Militant sources who spoke to Asia Times Online interpreted Brown’s speech as an indication that international support for the “war on terror” is waning and that it would not be possible for the US to operate alone.

A perception of this wavering has also influenced the Pakistani military. An armed forces spokesperson claimed recently that the army had reached the headquarters of the Pakistani Taliban in South Waziristan after a month-long campaign, and taken control of all key positions.
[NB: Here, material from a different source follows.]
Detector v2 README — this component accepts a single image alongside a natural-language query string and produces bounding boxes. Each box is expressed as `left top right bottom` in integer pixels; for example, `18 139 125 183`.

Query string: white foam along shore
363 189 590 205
The next step, under pressure from the US, was to have been to move into neighboring North Waziristan, the purported headquarters of al-Qaeda and the largest Taliban-led group, the Haqqani network.

However, the military, given the signals coming out of Britain, Italy, France and Canada, and the dithering of US President Barack Obama over sending more troops to Afghanistan, is not prepared at this point to extend its operations. [emphasis mine]

6 Comments

  • T Ruth says:

    Bill thanks for the link.
    I am happy to see you use the word “dithering” in your intro even if it is in quotes.
    Equally interesting is Ravi Rikhey’s blog dated 11/26 where he says:
    “If President Obama were to tell me: “I must make Afghanistan secure in its freedom, and I need you to sacrifice toward this noble goal,” what do you think would be my response? It would be: ‘Sir, I ask only that you keep (in mind)other countries where freedom is needed, such as Saudi Arabia and China; promise me you will do what you can for freedom everywhere, and I will follow you.’
    Instead, what both President Bush and Obama have done is lied to me. No, I was not so naive as to think Mr. Obama would actually follow through on his promises regarding Iraq and Afghanistan.”
    One needs to read the whole piece in order to see the context
    http://www.orbat.com/
    Worth the read, while we wait with bated breath for Tuesday.

  • Aamer says:

    Since when has Hakeemullah Mehsud become a commander of Gulbudin Hekmatyar? Mr. Saleem Shahzad has a rich imagination.

  • Bill Roggio says:

    Aamer,
    I had a similar question, I think this is an issue of the wording, I have sent him an email for clarification.
    He has been extremely accurate in his coverage, I am loath to chalk that up to imagination.

  • Armchair Warlord says:

    No North Waziristan operation on account of Obama’s “dithering”? Seeing as how Obama has apparently dithered his way into 40,000 more troops for Afghanistan (and I doubt that includes support personnel so it’s probably more like 60,000) this seems extraordinarily tone-deaf, even by Pakistani standards.
    I doubt the Pakistanis ever intended to launch a North Waziristan operation in the first place, and the South Waziristan operation they did launch has looked more like a parody of a military operation than a serious attempt to attack the Taliban.
    Hopefully Obama’s new grand strategy for the war recognizes that Pakistan is a basket case fighting on all sides of this war and has real measures to do something about it. What those might be I’m at a loss to guess at.

  • Bill Roggio says:

    AW, I agree, I don’t think the Pak Army intended to go into N Waziristan in the first place. Then again Many of us didn’t expect to see them go into South Waziristan (well, part of it, but still into the teeth). I am mixed on the South Waziristan op, as are many military/intelligence types I have spoken to.
    That said, the failure to set Afghan policy in a timely fashion hurt our ability to arm-twist on North Waziristan. As does the we’re out of Afghanistan in seven years statements, we want to negotiate with the senior Taliban, etc. This has stiffened the resolve of the Taliban and gave them ample grist for the propaganda mill.

  • Bill Roggio says:

    I received a clarification from Syed Saleem Shahzad, here was his response: “All messages were sent separately. To Al-Qaeda through Ilyas Kashmiri, to Gulbadin Hekmatyar through Abdul Ghaffour, and to Sirajuddin Haqqani and Hakeemullah Mehsud separately.”